UNITED NATIONS — The U.N. Security Council called for a lasting cease-fire in conflict-torn Yemen on Tuesday and condemned the recent surge in violence aimed at undermining the country's legitimate government institutions.
The U.N.'s most powerful body stressed in a press statement approved by all 15 members after an emergency meeting that President Abed Rabbo Mansour Hadi "is the legitimate authority" in the Arab world's poorest country.
Violence has gripped Yemen's capital, Sanaa, since Monday and has been described as a coup. Yemeni authorities say Shiite Houthi rebels shelled Hadi's residence and raided the presidential palace on Tuesday.
U.N. Secretary-General Ban Ki-moon earlier called for an immediate halt to hostilities.
He urged all sides to "exercise maximum restraint, and take the necessary steps to restore full authority to the legitimate government institutions," U.N. spokesman Stephane Dujarric said.
The Security Council heard a closed-door briefing by Ban's special adviser on Yemen, Jamal Benomar, who was in Qatar's capital, Doha. Britain's U.N. Ambassador Mark Lyall Grant said he was heading to Sanaa later Tuesday.
Hadi took over the presidency in 2012 after a popular revolt toppled his predecessor, Ali Abdullah Saleh. Houthi rebels who oppose his government captured Sanaa in September, allegedly with the tacit support of Saleh.

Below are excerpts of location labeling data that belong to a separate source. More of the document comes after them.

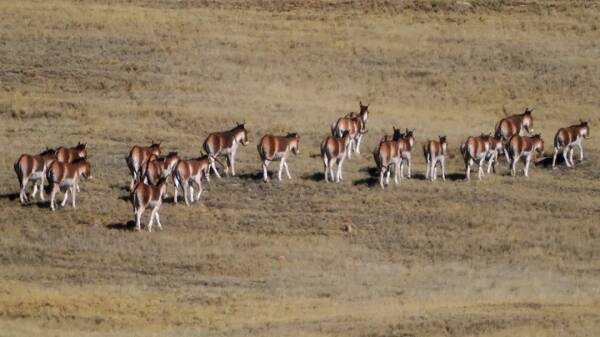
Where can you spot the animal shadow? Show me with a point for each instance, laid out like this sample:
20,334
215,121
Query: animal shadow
10,196
317,176
128,226
546,162
252,176
370,182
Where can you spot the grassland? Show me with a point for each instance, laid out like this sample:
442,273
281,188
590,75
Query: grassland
499,257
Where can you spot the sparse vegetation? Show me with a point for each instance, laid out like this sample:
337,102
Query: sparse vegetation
500,257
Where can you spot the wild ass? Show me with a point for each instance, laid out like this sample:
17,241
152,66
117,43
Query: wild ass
516,124
434,152
273,148
386,155
355,124
406,143
65,177
568,138
148,196
160,167
33,168
137,161
69,155
186,173
335,149
524,146
496,148
225,144
475,149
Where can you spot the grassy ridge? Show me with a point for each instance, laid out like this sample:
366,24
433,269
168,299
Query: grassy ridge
498,257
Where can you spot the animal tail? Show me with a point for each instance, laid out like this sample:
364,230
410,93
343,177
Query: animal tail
19,172
498,130
557,140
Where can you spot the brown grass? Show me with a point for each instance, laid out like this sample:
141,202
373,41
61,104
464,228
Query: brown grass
500,257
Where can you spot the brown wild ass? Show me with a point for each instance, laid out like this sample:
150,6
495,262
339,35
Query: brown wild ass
386,155
33,168
395,136
496,148
186,173
434,152
524,146
69,155
148,196
355,124
516,124
568,138
475,149
273,148
225,144
335,149
160,167
65,177
137,160
406,143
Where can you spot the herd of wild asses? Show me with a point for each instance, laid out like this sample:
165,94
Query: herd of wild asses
514,138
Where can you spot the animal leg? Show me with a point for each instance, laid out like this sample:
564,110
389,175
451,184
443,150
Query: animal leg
265,173
138,219
280,169
177,185
554,158
444,168
287,170
158,220
186,192
513,169
566,156
65,197
339,173
152,216
571,156
199,182
35,187
53,196
214,167
23,192
232,164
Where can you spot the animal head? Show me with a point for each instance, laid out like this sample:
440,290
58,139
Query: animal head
155,148
242,133
527,120
364,111
294,142
584,129
48,152
539,143
409,134
81,149
171,160
85,168
162,186
397,134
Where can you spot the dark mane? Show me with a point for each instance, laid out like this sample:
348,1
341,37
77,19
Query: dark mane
48,151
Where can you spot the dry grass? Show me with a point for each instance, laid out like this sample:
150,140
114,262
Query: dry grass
500,257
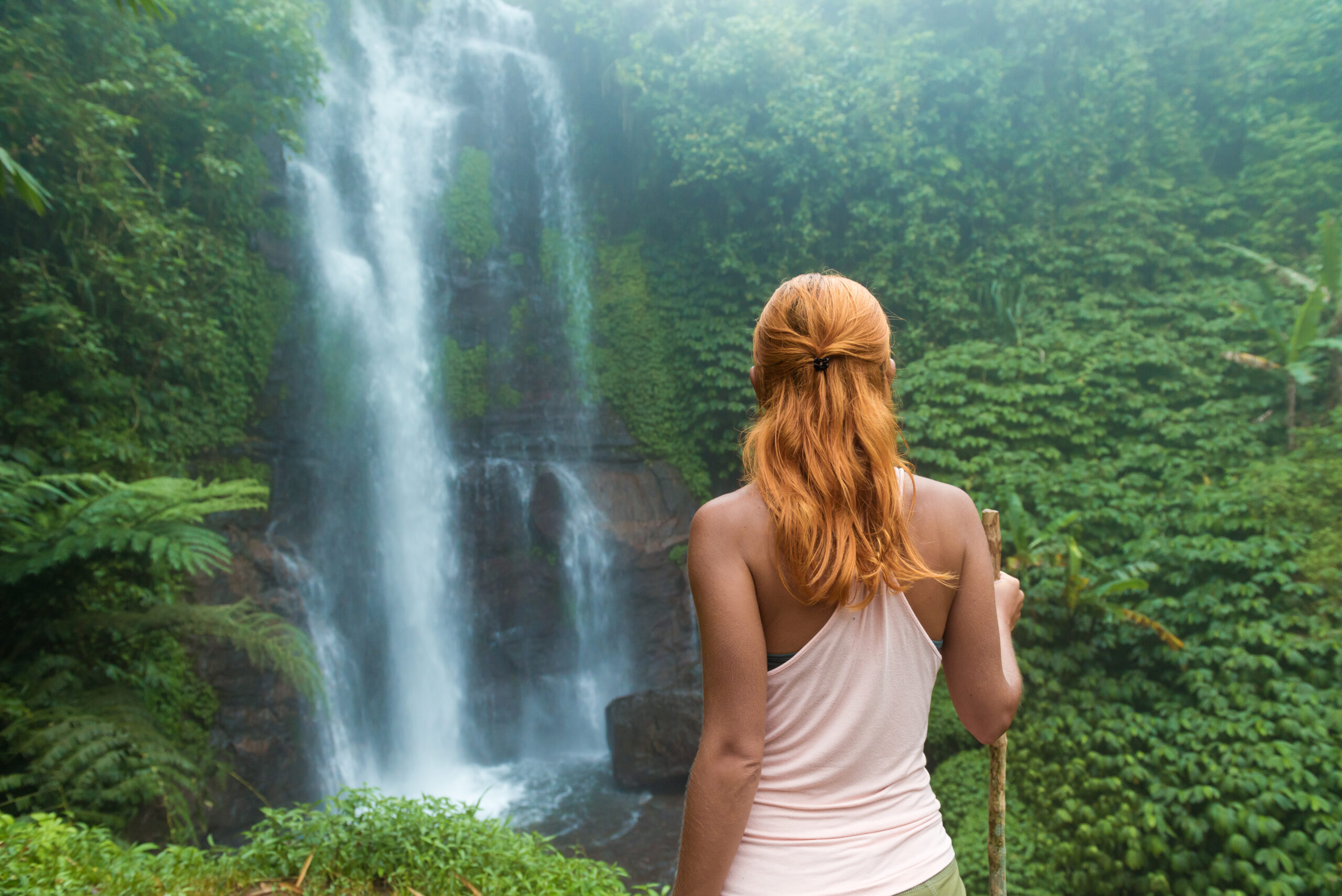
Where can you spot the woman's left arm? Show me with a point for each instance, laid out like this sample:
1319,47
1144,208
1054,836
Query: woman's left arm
727,769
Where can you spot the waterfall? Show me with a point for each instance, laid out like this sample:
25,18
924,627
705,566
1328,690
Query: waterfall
457,572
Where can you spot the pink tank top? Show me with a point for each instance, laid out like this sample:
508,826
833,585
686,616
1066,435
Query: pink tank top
845,805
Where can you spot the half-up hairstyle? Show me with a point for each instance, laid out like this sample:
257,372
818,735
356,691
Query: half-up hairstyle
823,446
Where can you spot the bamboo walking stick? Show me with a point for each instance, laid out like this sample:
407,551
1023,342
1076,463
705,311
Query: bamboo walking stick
996,753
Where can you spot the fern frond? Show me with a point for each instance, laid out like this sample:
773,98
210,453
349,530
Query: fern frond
99,757
51,521
269,642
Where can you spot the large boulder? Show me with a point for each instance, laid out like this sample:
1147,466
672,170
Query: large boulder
654,737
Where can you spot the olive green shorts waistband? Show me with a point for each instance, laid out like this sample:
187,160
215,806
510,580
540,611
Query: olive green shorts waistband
944,883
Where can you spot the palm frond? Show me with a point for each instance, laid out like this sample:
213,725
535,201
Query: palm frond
1146,621
151,8
26,187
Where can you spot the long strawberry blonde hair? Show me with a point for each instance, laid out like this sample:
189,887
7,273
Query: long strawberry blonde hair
823,446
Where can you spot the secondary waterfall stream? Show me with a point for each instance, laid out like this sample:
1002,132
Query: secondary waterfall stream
457,575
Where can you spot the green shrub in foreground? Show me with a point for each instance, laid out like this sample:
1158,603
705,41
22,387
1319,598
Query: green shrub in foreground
360,843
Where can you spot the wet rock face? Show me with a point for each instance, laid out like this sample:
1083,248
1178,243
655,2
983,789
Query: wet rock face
524,636
653,737
258,730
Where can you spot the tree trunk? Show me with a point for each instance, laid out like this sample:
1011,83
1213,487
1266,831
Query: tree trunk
1290,412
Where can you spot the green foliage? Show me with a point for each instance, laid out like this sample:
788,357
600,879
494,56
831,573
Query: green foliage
932,150
1136,768
360,843
634,366
13,175
961,784
137,323
101,709
361,839
466,379
469,210
1305,490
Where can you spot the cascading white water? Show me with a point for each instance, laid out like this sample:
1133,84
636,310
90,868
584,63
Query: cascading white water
394,593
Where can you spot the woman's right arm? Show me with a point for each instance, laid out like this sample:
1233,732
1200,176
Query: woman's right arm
979,659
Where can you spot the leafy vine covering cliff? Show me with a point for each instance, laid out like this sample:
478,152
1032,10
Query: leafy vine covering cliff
1046,195
137,321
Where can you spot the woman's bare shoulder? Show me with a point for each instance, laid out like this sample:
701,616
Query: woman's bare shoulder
943,512
741,512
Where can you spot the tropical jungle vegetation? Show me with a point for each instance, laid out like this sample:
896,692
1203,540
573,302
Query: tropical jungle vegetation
1106,229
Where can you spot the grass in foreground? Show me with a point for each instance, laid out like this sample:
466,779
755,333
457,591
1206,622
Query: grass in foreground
356,843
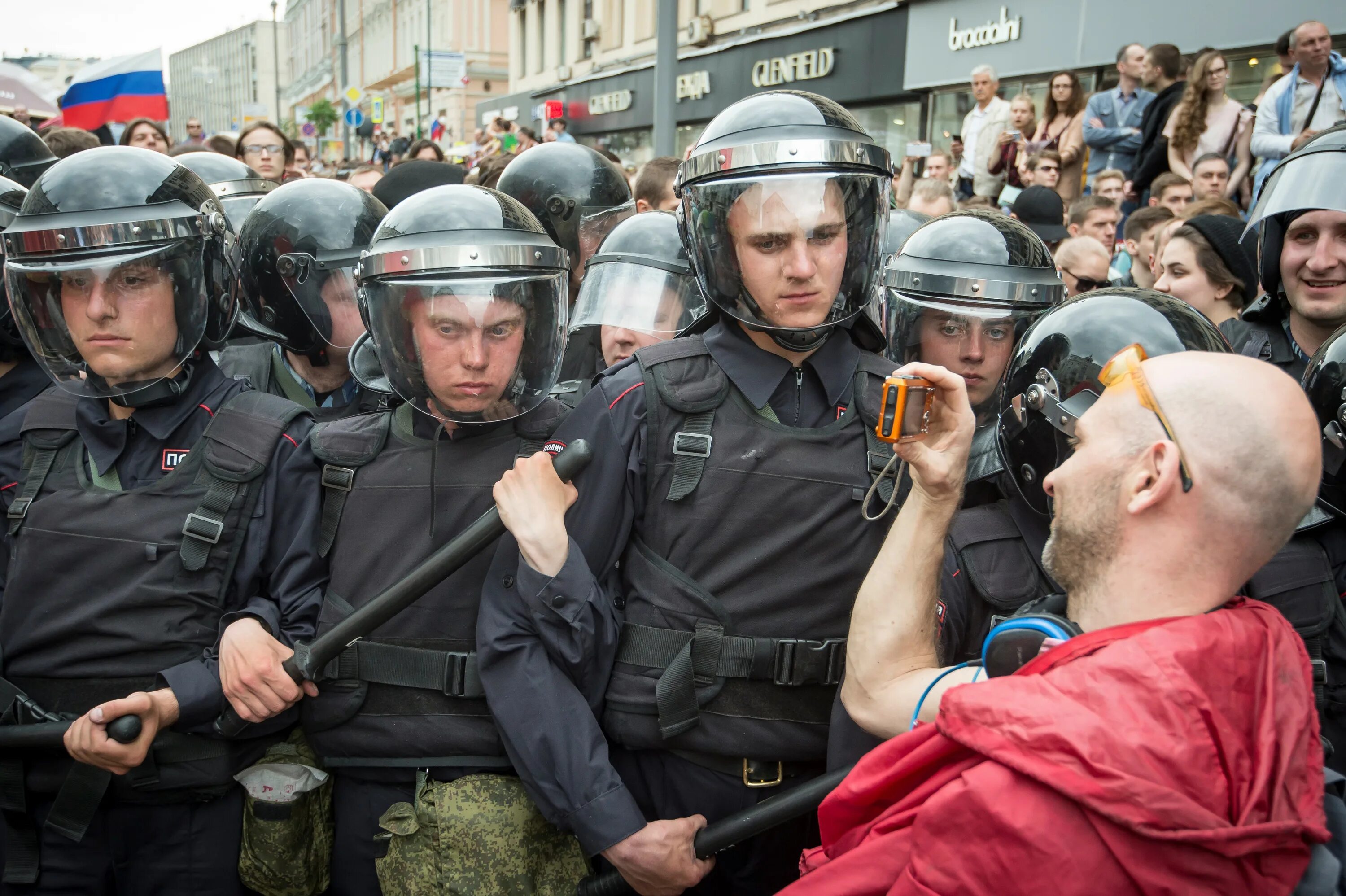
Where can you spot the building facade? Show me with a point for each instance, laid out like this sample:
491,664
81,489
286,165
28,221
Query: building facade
383,39
229,81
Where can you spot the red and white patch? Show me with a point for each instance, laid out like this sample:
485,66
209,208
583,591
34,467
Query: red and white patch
174,456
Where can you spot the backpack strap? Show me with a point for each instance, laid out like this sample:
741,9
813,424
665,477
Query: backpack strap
345,446
48,428
239,445
682,376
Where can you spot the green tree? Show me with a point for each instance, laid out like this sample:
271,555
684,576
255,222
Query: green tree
322,115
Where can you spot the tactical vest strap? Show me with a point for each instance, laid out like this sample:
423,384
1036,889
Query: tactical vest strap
451,673
698,658
240,441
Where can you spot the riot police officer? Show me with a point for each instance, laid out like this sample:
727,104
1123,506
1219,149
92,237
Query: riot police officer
23,155
638,291
165,520
236,186
466,299
1301,256
299,248
722,507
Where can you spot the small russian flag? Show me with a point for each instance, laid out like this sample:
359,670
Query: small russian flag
116,91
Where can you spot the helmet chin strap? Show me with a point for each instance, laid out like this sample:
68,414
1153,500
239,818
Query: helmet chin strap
163,392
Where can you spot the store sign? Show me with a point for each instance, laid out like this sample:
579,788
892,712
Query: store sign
984,35
797,66
694,85
606,103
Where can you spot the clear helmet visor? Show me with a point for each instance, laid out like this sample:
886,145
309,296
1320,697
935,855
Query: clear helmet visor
325,291
114,323
470,349
972,340
788,251
1313,181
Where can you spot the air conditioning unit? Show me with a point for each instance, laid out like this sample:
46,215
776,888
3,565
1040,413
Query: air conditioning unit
700,30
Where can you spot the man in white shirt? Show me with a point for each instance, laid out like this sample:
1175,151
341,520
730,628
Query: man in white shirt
980,130
1307,100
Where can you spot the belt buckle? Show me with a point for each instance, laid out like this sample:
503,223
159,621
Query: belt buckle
750,782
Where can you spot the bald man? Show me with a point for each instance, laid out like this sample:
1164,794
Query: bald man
1083,263
1170,747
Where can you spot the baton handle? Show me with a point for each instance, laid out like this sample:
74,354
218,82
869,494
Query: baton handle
310,658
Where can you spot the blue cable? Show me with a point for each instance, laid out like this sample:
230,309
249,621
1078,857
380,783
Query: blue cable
937,680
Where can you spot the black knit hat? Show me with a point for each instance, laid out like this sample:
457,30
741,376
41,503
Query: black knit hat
1224,235
411,177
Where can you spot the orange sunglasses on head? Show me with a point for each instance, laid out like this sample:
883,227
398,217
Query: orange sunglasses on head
1127,364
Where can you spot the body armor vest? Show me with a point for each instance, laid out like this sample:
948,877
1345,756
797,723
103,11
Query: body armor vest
739,579
263,368
408,695
109,587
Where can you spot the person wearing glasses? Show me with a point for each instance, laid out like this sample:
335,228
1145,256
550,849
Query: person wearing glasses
1083,263
1093,756
266,150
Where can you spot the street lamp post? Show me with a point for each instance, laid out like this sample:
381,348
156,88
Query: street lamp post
275,58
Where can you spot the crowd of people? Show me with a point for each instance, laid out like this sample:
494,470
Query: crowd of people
520,524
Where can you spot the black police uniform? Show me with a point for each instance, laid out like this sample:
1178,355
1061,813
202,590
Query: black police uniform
135,542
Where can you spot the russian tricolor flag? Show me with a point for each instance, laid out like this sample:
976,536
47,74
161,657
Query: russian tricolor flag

The spark for the latest violence appears to be rooted in the Houthis' rejection of a draft constitution that divides the country into six federal regions, a move they fear would reduce their power in areas they have seized since last summer.
The Houthis accuse Hadi of reneging on a U.N.-brokered agreement with the group following their capture of Sanaa in September that promised better representation on a commission to oversee the drafting of a new constitution. On Saturday, they kidnapped Hadi's head of office, Ahmed bin Mubarek, to disrupt a meeting scheduled for the same day to work on the new constitution, which set the wheels in motion for the latest violence.
The council welcomed the completion of the draft constitution, looked forward to the start of public consultations, and called for all parties to rapidly engage in finalizing the document "in a constructive manner which responds to the aspirations of the Yemeni people."
Council members rejected "violent efforts to undermine or interfere with Yemen's legitimate government institutions."
They emphasized that all parties and political actors must stand with Hadi, his prime minister and Cabinet "to keep the country on track to stability and security."
The Security Council urged all parties "to resolve their differences through dialogue and consultation, to reject acts of violence to achieve political goals, to refrain from provocation, and to fully abide by (U.N.) resolutions."
Secretary-General Ban condemned the kidnapping of Mubarek and called for his immediate release.
The U.N. chief urged all sides to resolve differences through peaceful means and to remain engaged with U.N. and Gulf Cooperation Council members, Dujarric said. He condemned the kidnapping of Mubarek and called for his immediate release.